Enrique's story is one that the Bail Project, a budding national organization, hopes to replicate many times over. In short, the project wants to show how the cash-bail system unfairly imprisons poor defendants who otherwise would show up to court if provided with support and services. It's not about helping people avoid responsibility for their crimes — Enrique is facing a domestic violence assault charge after an alcohol-fueled disagreement with his girlfriend — but the project hopes to model a more fair, cost-effective system of justice.

"The vast majority of people can be released on their own recognizance," Camilo Ramirez, a Bail Project spokesman says. "When people are provided with adequate support, they come back to court."

In Spokane, the program started training staff and bailing people out back in December. So far, they've posted bail for over 20 people.

Since the project first kicked off early last year, the organization has set-up shop in roughly 10 jurisdictions across the country, including Compton, Tulsa, Detroit and St. Louis. The project uses staff on the ground to identify indigent defendants and then pulls from a revolving national fund to finance their bail. After defendants are released, project staff provide them with court date reminders, voluntary referrals to social services, and assistance with transportation to make sure that they show up at court.

The inmate population that the project is targeting is not insignificant. In Spokane County, the majority of inmates are pretrial, meaning that they haven't been convicted and are awaiting court action. Nationally, 65 percent of all inmates in jails are pretrial, according to 2016 data from the Federal Bureau of Justice Statistics.

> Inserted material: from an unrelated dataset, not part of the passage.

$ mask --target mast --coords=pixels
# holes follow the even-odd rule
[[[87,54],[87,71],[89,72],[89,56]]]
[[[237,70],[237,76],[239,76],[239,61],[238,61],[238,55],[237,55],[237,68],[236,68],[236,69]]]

Critiques of the cash bail system and pretrial detention are numerous: In addition to the argument that the cash bail system keeps indigent defendants locked up, research has shown that people incarcerated pretrial receive harsher sentences. Reformers also argue that defendants can lose housing, jobs and even custody of their children while imprisoned on bail.

click to enlarge A national program seeks to prove in Spokane that you don't need to lock up defendants to get them to court
Young Kwak photo
The majority of people in the Spokane County Jail are awaiting trial.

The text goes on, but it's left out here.